WINCHESTER — Contrary to popular belief, it’s not always a bad thing when your life goes to the dogs.
Just ask Angel Hunter and Melissa Sager, two participants from the Northwestern Regional Adult Detention Center’s Community Inmate Work Force (CIWF) program who help care for animals at the SPCA of Winchester, Frederick and Clarke Counties.
Both women are serving time for drug-related offenses, but they are turning their lives around by caring for pets that, like them, are in custody and anxious about the future.
“Working with these animals has really changed my mindset, and it gives me a purpose every day to wake up and come in here to work with them,” said Hunter, whose addiction led to a drug overdose four years ago that, for several months, robbed her of the ability to walk. “Drugs ruined my life but also made me see what the outcome would be so I could change things.”
“This motivates me, and it’s something I want to do after I get out,” Sager said about working at the SPCA on Featherbed Lane in Winchester. “I believe it will help me stay clean because I love animals so much.”
Lavenda Denney, executive director of the local SPCA, said her organization has received assistance from the detention center for more than a decade. CIWF participants traditionally tackled chores that other SPCA associates would rather not handle, but that changed in 2018.

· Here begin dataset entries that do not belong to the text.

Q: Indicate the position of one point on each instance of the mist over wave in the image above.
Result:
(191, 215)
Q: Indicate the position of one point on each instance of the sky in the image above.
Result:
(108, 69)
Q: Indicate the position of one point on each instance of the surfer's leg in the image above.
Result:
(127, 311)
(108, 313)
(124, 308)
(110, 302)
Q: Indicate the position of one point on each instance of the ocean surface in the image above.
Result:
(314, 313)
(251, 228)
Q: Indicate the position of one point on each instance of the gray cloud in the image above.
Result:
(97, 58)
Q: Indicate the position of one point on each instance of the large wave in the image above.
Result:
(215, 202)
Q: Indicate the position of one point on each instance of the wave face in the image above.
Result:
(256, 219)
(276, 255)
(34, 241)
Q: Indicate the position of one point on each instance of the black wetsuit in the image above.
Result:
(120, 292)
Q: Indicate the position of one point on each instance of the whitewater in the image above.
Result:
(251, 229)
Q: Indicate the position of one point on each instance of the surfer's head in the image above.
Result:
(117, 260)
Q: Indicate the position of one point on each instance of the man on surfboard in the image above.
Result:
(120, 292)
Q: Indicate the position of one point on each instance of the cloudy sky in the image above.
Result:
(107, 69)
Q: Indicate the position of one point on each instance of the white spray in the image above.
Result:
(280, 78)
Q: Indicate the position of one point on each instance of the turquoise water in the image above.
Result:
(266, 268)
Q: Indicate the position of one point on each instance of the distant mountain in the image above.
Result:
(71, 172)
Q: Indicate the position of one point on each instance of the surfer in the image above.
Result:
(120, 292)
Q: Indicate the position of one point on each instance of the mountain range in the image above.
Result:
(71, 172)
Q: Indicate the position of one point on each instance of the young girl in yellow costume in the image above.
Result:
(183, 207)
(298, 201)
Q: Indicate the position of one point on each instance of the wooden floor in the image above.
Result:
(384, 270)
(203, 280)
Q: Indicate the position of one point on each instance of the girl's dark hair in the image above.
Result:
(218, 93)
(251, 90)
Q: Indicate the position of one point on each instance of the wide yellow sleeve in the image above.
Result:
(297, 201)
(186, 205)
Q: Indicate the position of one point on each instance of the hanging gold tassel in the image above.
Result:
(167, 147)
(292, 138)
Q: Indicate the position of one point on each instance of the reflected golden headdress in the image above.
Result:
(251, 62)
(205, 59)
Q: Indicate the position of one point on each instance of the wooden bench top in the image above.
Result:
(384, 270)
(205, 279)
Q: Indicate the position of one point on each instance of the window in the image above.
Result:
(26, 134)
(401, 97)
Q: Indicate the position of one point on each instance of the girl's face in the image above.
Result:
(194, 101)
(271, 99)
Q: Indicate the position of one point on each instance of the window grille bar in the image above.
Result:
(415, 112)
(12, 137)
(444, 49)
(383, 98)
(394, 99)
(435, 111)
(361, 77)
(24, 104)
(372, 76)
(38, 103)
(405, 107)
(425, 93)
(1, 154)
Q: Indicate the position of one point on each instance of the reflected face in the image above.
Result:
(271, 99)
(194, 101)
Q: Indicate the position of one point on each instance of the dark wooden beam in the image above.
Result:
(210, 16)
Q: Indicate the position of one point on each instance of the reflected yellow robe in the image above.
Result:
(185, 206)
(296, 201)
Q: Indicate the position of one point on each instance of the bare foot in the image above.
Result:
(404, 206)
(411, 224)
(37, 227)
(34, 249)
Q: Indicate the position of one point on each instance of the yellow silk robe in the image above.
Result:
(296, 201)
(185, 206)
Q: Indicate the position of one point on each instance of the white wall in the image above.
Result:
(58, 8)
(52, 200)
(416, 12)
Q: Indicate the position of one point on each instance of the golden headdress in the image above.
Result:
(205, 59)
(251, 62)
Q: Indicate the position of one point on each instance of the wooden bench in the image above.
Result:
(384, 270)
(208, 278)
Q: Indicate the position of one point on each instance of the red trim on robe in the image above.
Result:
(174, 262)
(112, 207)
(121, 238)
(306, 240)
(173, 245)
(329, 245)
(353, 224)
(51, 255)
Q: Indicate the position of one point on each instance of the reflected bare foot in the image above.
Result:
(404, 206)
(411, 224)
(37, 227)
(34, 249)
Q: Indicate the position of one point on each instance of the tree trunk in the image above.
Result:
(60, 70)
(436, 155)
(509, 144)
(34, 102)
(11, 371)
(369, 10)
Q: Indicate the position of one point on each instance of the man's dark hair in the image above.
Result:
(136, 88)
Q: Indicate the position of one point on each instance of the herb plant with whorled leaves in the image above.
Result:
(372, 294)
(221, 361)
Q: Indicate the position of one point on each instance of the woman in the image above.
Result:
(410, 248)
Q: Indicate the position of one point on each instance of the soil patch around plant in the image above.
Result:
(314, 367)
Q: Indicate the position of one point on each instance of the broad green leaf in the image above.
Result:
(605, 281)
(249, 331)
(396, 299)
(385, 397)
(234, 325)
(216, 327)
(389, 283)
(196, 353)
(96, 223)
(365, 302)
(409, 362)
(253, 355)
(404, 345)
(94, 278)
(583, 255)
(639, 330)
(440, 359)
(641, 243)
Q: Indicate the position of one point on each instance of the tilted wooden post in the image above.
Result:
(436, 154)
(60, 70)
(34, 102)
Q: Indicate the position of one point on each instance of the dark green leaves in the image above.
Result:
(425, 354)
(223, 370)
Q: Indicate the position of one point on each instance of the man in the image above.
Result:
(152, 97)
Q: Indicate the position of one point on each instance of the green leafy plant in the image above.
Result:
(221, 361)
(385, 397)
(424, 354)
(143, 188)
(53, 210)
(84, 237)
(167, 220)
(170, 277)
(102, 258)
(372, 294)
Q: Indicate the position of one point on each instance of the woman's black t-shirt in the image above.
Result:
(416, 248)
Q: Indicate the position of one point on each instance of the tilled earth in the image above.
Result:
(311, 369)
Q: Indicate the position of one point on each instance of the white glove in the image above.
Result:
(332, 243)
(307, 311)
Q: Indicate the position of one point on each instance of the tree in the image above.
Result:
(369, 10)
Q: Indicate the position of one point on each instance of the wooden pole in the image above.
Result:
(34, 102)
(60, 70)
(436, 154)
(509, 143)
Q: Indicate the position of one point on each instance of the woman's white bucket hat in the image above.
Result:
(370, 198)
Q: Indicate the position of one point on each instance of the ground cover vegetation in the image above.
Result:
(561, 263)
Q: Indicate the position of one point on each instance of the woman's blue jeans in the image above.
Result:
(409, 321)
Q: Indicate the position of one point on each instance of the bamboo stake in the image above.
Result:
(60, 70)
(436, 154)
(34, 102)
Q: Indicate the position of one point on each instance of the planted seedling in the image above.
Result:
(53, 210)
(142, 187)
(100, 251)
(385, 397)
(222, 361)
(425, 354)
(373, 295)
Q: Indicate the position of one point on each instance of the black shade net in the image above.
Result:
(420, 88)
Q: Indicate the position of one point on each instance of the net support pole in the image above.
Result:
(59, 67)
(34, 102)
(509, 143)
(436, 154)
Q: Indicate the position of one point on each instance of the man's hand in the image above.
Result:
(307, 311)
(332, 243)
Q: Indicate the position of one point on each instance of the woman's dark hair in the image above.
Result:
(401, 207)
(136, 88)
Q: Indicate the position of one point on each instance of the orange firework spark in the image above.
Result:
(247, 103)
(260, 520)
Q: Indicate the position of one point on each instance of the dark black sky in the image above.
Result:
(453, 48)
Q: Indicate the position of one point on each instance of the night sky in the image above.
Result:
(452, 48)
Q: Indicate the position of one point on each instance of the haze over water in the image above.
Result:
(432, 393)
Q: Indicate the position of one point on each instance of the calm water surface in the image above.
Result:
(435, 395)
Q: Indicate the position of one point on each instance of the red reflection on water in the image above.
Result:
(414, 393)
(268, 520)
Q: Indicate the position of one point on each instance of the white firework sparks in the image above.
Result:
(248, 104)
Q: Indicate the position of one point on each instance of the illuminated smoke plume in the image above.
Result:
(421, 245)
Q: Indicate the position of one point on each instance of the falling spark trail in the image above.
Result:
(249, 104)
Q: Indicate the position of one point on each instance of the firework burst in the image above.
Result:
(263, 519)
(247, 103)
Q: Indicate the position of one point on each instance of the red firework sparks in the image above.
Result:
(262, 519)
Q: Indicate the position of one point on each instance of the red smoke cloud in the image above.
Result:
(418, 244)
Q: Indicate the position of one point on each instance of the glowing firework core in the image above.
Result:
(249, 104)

“I felt like they really needed to learn a skill set while they were here, more than just taking out the trash or cleaning a litter pan,” said Denney, who joined the local SPCA in 2017. “So we developed a job description specifically for Work Force.”
While the job duties still include plenty of kennel and office cleaning, CIWF participants are now assigned exclusively to the SPCA’s boarding facility at 115 Featherbed Lane, where they work with a daily average of 30 homeless dogs that are not yet ready for adoption or are being held due to a pending civil or criminal court case.
Thanks to help from Hunter and Sager, the kennels are in immaculate condition, the office area is fully stocked with supplies, and the dogs are getting plenty of exercise and socialization opportunities.
“This program saves us about $65,000 a year,” Denney said. “It’s just an amazing program.”
The shelter’s CIFW participants work from 8 a.m. to 5 p.m., seven days a week, because, Denney said, “The animals don’t let you have a day off. They can’t take care of themselves.”
That’s perfectly fine with Hunter and Sager, who said they would rather be busy at the SPCA than bored at the detention center.
“There’s nothing to do [at the jail],” Sager said. “We’re in a pod where everyone goes out and works different shifts, so there’s nobody there during the day.”
The only downside to working at the SPCA is that after bonding with the dogs, Hunter and Sager have to say goodbye to them when they’re adopted.
“There’s one that I’m really close to that’s up for adoption now,” Hunter said. “I cry because I’m sad that he’s leaving, but at the same time, I’m happy because he’s getting a second chance to have a nice life.”
Denney said several previous CIWF workers from the detention center have come back to the SPCA after getting released from jail to adopt a pet of their own.
“It really gives them a purpose,” she said.